Menteri Dalam Negeri Tito Karnavian melaporkan bahwa sekitar 213 ribu rumah warga di Sumatra mengalami kerusakan akibat rangkaian bencana alam. Data tersebut bersifat dinamis dan didasarkan pada laporan terbaru dari Badan Nasional Penanggulangan Bencana (BNPB). Pernyataan ini disampaikan Mendagri saat melakukan kunjungan kerja di Aceh Tamiang pada Kamis, 1 Januari 2026.

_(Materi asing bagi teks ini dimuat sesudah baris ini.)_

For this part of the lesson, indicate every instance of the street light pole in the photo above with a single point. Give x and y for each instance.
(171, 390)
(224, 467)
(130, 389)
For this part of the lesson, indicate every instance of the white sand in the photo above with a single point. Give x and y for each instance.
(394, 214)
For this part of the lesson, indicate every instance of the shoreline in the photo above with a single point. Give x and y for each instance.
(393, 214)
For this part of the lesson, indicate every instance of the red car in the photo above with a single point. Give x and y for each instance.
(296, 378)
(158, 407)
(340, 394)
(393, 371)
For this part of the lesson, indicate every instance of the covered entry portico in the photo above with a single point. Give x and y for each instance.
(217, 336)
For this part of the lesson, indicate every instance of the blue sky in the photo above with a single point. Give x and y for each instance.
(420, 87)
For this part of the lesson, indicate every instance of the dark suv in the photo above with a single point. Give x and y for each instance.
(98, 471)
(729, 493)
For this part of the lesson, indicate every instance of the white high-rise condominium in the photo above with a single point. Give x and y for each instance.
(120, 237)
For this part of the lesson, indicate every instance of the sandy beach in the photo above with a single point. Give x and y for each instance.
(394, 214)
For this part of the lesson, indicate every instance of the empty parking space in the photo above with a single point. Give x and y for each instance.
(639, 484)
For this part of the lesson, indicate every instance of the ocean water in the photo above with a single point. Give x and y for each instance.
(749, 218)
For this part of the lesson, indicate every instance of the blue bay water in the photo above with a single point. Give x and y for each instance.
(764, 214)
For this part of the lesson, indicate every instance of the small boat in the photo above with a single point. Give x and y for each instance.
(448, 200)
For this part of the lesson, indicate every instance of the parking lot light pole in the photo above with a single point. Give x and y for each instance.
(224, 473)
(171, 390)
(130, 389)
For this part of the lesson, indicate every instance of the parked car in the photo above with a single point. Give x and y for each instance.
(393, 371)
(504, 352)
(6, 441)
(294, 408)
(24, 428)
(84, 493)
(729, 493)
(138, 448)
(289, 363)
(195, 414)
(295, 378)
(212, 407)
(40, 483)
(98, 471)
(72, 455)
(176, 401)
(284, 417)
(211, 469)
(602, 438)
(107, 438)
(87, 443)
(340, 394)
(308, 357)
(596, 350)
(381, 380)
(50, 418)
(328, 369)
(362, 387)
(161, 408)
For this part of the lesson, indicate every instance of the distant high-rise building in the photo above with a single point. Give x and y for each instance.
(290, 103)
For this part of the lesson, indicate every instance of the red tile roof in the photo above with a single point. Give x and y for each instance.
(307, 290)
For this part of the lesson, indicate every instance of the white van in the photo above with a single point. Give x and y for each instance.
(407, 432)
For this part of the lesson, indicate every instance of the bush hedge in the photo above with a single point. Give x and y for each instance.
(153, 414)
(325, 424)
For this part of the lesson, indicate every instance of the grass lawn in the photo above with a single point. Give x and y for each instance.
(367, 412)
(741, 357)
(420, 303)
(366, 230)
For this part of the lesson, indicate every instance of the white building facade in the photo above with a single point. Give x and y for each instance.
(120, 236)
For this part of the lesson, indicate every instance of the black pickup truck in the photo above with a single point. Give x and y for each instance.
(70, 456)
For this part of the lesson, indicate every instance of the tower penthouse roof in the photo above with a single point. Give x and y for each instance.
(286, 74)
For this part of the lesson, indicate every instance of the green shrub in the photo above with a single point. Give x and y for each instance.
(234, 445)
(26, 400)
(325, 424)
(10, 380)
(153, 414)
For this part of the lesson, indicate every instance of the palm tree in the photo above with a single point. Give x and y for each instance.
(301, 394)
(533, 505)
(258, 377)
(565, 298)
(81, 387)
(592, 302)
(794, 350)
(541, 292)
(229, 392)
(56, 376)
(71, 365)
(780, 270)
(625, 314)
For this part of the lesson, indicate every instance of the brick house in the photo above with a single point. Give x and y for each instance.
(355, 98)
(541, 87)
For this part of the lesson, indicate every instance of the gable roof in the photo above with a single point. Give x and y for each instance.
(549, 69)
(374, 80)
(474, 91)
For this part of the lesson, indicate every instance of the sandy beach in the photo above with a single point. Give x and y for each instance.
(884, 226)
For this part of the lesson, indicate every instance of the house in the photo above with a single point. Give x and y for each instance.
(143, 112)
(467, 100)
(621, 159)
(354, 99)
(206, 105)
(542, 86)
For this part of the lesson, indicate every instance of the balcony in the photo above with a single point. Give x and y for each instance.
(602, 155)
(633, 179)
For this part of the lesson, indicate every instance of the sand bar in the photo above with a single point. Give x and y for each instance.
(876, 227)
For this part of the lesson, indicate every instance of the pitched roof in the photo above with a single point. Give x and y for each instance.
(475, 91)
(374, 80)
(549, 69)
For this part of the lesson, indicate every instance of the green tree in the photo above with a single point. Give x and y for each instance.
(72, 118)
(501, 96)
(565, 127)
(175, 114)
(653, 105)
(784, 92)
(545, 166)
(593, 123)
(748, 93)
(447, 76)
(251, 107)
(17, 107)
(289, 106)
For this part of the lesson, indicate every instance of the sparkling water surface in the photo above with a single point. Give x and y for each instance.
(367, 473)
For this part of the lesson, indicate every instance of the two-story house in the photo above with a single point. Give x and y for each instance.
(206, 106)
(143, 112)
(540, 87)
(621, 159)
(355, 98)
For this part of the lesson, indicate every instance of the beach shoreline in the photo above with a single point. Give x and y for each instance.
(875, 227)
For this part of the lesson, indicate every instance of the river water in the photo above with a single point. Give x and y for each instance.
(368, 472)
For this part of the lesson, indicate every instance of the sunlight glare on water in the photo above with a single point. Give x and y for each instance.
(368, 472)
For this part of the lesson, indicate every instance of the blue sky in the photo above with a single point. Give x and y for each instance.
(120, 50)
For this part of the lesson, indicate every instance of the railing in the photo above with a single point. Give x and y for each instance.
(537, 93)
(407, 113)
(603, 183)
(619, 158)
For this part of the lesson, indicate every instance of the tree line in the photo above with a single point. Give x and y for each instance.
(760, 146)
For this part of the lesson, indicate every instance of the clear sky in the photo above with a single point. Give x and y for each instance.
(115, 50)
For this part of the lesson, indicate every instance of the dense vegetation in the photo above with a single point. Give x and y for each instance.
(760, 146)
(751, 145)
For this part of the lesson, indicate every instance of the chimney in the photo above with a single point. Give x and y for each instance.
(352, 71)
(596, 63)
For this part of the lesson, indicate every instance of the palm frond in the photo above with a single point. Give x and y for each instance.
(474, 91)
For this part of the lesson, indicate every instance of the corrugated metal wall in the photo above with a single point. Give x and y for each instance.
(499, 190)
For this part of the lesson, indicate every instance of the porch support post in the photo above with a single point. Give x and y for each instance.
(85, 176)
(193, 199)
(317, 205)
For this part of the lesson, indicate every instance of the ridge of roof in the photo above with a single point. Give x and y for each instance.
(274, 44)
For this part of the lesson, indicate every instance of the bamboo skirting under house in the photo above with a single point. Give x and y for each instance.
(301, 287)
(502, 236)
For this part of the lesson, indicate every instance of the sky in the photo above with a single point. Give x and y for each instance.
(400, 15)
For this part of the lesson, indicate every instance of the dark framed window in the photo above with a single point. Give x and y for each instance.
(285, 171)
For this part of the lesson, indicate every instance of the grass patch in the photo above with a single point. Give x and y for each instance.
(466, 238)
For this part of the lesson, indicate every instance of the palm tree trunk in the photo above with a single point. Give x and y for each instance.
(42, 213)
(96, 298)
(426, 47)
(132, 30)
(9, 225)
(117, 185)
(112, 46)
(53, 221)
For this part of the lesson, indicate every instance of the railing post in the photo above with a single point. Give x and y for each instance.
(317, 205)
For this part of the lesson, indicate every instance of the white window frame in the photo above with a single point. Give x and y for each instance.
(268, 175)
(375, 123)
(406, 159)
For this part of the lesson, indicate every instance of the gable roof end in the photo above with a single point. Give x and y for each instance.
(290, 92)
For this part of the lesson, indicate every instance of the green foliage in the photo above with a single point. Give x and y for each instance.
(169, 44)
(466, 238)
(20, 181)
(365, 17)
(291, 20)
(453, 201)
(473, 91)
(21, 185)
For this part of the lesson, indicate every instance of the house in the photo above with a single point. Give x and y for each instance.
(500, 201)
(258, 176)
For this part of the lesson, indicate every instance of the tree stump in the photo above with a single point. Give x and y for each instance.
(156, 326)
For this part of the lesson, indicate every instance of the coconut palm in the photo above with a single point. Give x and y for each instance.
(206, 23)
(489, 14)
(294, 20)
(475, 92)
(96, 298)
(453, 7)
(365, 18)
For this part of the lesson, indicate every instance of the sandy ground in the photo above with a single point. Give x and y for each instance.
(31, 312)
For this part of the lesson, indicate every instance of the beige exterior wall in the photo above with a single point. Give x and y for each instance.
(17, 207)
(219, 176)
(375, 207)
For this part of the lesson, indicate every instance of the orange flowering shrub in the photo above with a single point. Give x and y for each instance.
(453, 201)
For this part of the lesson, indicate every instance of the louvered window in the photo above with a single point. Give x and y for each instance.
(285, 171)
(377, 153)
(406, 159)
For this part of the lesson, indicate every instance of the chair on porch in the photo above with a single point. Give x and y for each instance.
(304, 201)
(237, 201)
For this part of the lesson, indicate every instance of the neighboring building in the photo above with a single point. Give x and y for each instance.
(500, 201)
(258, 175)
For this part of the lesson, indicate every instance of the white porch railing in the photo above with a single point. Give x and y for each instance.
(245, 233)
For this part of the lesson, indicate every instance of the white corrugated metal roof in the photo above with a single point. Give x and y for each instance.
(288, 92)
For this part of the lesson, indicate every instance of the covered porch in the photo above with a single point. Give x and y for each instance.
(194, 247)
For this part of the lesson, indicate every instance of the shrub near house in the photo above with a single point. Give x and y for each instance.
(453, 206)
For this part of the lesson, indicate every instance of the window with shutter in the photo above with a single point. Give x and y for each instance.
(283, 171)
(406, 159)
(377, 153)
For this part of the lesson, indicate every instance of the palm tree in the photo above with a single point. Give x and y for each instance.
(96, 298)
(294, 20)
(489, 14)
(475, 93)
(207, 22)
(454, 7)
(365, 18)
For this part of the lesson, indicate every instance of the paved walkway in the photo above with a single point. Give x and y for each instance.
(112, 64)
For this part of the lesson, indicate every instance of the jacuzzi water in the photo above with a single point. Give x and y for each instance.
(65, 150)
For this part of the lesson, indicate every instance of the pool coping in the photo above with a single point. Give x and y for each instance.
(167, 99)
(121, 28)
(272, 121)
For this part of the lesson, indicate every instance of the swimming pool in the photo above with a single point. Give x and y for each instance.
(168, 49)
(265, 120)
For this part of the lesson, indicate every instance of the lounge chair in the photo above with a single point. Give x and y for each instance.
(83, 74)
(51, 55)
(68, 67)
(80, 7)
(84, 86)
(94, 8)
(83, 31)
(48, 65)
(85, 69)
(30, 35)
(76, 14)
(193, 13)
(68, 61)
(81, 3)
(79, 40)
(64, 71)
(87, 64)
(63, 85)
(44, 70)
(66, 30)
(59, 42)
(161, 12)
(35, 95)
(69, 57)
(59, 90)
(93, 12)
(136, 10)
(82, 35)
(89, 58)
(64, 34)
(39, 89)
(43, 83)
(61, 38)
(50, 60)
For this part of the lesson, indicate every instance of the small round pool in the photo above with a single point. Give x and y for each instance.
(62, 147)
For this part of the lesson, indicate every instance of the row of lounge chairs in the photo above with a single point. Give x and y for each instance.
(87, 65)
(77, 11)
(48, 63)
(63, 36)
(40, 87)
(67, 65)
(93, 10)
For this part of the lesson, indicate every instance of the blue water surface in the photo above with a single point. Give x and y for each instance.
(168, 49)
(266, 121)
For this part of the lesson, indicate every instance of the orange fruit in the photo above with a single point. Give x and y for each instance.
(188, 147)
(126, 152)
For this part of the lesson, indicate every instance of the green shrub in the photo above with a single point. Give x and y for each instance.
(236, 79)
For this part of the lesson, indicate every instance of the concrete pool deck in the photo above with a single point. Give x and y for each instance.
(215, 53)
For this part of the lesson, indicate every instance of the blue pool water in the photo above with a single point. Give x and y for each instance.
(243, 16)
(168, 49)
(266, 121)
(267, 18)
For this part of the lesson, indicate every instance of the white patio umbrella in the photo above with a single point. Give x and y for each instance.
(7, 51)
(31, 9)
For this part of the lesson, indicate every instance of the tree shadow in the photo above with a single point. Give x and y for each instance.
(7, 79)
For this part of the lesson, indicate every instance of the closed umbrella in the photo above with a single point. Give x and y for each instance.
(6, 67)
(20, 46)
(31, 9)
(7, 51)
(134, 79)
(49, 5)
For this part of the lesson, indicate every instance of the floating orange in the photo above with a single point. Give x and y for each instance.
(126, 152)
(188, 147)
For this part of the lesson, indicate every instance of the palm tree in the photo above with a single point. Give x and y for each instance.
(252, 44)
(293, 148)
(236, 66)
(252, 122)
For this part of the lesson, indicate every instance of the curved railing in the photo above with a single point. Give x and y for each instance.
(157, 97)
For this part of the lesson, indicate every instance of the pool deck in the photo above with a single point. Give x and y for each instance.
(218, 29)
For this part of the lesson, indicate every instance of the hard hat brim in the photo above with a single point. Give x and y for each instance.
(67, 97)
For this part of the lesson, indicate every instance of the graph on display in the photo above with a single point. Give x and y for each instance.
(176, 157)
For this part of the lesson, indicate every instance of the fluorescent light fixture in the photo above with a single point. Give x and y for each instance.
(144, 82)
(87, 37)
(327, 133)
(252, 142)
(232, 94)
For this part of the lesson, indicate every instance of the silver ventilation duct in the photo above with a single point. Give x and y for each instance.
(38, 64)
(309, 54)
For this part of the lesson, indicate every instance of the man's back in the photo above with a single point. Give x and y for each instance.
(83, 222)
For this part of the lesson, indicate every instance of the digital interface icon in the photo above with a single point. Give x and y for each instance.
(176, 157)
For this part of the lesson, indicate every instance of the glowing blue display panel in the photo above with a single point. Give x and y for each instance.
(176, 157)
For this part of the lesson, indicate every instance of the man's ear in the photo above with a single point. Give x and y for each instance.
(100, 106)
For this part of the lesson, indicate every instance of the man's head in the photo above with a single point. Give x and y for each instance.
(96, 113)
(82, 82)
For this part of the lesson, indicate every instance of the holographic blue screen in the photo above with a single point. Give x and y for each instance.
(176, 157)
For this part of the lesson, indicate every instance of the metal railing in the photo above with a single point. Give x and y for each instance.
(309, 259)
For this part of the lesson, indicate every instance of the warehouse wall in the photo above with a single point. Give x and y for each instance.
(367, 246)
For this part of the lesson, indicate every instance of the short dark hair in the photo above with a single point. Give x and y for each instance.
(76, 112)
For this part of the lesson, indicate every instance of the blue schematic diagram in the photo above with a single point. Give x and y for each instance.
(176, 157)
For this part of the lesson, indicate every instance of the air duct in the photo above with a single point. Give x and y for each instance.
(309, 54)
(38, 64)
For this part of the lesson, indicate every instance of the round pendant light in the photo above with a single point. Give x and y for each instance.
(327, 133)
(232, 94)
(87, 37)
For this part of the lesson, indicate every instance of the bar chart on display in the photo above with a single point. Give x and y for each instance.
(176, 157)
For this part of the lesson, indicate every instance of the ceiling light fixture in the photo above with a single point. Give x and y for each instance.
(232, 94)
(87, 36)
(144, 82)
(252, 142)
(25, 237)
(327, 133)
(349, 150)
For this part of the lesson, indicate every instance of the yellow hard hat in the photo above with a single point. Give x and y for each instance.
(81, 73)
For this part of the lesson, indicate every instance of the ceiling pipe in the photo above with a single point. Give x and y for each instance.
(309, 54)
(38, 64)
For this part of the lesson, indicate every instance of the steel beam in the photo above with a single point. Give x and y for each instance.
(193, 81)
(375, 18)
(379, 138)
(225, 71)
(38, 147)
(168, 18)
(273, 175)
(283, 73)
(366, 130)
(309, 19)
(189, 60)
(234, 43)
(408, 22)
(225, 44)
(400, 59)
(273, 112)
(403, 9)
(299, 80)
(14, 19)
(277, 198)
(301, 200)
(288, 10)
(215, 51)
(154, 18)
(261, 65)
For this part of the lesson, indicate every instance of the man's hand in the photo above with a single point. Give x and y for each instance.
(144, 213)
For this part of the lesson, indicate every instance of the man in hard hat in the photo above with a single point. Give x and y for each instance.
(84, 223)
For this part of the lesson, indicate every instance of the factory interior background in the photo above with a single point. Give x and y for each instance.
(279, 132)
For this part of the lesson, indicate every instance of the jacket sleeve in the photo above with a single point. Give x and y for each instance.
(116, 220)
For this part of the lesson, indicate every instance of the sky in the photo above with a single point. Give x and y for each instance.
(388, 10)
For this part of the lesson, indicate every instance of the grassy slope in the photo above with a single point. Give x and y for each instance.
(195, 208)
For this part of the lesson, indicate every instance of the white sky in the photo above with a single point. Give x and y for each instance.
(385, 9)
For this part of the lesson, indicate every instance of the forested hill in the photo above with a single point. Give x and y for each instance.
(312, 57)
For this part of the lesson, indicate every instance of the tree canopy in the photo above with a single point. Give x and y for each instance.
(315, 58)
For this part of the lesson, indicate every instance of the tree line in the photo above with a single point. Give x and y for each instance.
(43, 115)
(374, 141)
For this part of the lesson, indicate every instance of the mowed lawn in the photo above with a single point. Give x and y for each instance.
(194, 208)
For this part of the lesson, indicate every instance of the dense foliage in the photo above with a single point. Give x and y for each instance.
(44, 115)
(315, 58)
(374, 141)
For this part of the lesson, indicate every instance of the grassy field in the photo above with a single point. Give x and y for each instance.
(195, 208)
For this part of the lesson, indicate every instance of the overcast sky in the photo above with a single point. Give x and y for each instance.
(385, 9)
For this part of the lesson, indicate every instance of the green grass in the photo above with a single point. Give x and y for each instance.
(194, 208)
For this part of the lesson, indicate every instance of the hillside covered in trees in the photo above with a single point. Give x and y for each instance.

Pemerintah telah menyiapkan skema bantuan perbaikan berdasarkan tingkat kerusakan rumah. Untuk kategori rusak ringan akan diberikan bantuan sebesar Rp 15 juta, sementara rusak sedang akan menerima Rp 30 juta. Selain itu, Kementerian Sosial akan menambah bantuan sebesar Rp 3 juta untuk perlengkapan isi rumah dan Rp 5 juta untuk pemulihan ekonomi warga terdampak. Bagi warga yang rumahnya rusak berat atau hilang, pemerintah menyediakan opsi hunian sementara atau dana tunggu hunian.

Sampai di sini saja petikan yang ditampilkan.